I woke up today with a sense of irrational happiness. Looking at the facts today was:
a) a Monday morning
b) that meant that the lovely lovely weekend was over with the lovely lovely friends and the lovely lovely party
c) Monday is a going into work day which means getting on the train and commuting to London
d) And then getting on the tube (for which read fighting your way to overcrowded underground train) to get to the office
e) And at the office a huge (and I mean inches and inches) report awaited to be looked at
f) And its a boring report.
But despite all that I just felt disgustingly, obscenely happy. The sun was shinning (well this morning at least), and although I had to commute on the train it meant I could listen to the ipod, and read the paper and my book. I even thought I might see some deer from the train which always brightens the train journey. Ok I didn't see any deer but the point was I was so optimistic I thought I might.
Even the huge report failed to dampen my spirits. Normally in such circumstances I resort to comfort eating at desk. But today, despite the fact I had taken credit crunch lunch in with me, I exercised self-control and refrained from eating it before 11.30am - something of a record. Lord I felt good.

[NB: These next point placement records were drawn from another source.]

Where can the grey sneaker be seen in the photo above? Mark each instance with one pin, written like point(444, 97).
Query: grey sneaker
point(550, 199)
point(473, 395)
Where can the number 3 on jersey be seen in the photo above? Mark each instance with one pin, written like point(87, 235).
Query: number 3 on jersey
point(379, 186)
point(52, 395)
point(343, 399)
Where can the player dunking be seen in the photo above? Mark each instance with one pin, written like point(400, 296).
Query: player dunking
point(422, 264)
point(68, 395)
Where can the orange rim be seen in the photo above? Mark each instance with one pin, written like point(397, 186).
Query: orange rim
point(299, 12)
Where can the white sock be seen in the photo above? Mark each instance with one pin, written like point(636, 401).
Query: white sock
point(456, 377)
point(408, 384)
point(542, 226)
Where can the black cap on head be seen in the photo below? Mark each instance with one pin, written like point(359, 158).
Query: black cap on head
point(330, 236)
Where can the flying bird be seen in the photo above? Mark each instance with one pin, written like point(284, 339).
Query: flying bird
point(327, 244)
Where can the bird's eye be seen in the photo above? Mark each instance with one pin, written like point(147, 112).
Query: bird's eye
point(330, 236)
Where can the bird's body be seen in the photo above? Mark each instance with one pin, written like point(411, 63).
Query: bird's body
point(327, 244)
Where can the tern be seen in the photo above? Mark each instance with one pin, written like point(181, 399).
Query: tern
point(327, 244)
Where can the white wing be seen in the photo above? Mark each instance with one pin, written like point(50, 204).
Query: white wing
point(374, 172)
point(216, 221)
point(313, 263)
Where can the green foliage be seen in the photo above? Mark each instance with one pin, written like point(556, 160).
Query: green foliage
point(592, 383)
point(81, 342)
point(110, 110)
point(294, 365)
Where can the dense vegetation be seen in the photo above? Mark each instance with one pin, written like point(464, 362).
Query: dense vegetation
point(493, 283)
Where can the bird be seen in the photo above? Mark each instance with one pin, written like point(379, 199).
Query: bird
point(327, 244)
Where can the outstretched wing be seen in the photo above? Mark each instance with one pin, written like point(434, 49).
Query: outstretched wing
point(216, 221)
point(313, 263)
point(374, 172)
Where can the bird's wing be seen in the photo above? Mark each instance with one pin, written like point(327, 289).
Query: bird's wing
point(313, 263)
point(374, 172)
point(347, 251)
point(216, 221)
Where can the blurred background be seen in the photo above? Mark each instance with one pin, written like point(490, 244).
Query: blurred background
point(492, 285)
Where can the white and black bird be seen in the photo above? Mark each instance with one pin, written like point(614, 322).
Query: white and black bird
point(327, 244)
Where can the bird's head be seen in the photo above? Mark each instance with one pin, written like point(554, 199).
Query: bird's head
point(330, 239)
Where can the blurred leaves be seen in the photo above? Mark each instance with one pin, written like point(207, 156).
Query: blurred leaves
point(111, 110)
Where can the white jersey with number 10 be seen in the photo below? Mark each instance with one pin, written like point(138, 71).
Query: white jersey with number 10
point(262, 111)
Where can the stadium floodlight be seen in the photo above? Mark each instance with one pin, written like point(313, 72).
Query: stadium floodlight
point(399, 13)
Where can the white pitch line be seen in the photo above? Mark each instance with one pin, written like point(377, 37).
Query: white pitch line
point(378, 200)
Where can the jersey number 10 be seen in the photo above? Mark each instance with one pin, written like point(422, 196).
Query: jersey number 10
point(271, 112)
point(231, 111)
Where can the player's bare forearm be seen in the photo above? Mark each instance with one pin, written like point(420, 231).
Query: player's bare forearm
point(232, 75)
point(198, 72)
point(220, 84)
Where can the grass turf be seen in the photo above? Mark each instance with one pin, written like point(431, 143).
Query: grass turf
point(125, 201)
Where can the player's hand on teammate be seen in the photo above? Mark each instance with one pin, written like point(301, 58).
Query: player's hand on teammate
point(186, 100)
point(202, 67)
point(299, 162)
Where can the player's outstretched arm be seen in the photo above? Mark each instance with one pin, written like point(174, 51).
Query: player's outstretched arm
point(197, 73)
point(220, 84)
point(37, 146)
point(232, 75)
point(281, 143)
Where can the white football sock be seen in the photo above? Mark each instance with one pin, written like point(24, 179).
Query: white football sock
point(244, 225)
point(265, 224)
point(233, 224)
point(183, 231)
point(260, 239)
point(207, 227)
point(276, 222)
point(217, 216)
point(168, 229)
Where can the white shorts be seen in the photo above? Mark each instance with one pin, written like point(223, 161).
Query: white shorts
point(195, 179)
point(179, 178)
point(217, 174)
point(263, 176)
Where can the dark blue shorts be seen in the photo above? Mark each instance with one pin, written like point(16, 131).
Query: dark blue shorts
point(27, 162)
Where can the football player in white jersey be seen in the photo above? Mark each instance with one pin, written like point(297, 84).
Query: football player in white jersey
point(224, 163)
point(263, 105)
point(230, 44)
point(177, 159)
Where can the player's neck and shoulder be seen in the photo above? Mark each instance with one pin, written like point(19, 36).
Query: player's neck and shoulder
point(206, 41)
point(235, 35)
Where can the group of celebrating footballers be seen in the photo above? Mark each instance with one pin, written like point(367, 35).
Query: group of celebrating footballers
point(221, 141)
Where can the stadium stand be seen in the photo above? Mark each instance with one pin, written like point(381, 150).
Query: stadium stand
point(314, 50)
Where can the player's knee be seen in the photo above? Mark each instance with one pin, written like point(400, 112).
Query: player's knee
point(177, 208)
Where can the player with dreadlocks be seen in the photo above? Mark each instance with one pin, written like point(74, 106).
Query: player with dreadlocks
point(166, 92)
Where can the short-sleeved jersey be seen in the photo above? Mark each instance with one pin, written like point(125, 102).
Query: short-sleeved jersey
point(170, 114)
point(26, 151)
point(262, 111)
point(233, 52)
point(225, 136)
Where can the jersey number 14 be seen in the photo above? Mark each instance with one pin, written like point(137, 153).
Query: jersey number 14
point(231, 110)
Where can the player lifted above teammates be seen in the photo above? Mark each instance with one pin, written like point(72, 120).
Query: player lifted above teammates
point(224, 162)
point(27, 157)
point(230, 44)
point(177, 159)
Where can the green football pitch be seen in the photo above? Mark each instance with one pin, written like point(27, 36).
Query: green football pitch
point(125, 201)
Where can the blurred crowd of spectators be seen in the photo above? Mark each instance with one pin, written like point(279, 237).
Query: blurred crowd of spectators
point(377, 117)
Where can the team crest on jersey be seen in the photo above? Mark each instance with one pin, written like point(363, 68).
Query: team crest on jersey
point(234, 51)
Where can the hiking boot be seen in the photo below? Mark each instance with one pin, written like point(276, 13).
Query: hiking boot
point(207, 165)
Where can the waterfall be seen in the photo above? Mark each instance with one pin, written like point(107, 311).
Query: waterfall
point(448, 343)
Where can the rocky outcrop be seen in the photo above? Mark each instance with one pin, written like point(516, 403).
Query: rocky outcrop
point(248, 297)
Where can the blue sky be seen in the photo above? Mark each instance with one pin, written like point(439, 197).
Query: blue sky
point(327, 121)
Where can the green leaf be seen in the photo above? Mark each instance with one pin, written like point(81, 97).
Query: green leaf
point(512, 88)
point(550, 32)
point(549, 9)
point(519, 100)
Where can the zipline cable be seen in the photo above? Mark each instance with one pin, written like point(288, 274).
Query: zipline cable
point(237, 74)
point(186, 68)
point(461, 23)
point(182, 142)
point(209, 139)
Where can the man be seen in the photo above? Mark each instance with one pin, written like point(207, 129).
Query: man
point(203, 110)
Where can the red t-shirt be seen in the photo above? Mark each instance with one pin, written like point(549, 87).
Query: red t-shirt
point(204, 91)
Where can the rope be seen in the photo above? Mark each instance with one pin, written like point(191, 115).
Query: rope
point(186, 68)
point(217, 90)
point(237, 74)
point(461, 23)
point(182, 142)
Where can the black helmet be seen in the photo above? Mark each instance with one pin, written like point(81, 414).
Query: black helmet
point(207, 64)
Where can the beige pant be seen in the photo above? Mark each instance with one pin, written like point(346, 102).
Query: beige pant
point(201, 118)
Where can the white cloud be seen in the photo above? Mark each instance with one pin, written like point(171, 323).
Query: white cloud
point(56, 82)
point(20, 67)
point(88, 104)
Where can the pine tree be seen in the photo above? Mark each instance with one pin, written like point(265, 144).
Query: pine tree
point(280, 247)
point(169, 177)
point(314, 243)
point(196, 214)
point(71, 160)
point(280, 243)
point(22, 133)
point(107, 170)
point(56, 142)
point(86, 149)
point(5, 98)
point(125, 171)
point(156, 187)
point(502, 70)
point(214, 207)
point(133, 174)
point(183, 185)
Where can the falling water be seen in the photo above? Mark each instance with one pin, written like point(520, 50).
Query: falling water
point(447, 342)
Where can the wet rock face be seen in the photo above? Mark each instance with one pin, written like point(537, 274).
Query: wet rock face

But I suppose the worst good thing was that I actually started smiling at people on the tube. Ok the first time it was by mistake because I was listening to a particularly funny podcast but it was such fun I just carried on. The range of reactions was so entertaining. From complete "I can't see the mad woman smiling at me and will therefore stare straight through her", to embarrassment, to confused smiles in return. It totally brightened my morning
On days like today I can take on the world. So today I can see myself fighting the local education authority and making sure that youngest has the education she needs; I can see that in his own dysfunctional way the Prince of Darkness does love me; I can see that whatever happens life is full of possibilities and new adventures.
So if tomorrow isn't like today I am going to read this post and remember how strong a little optimism can make me feel.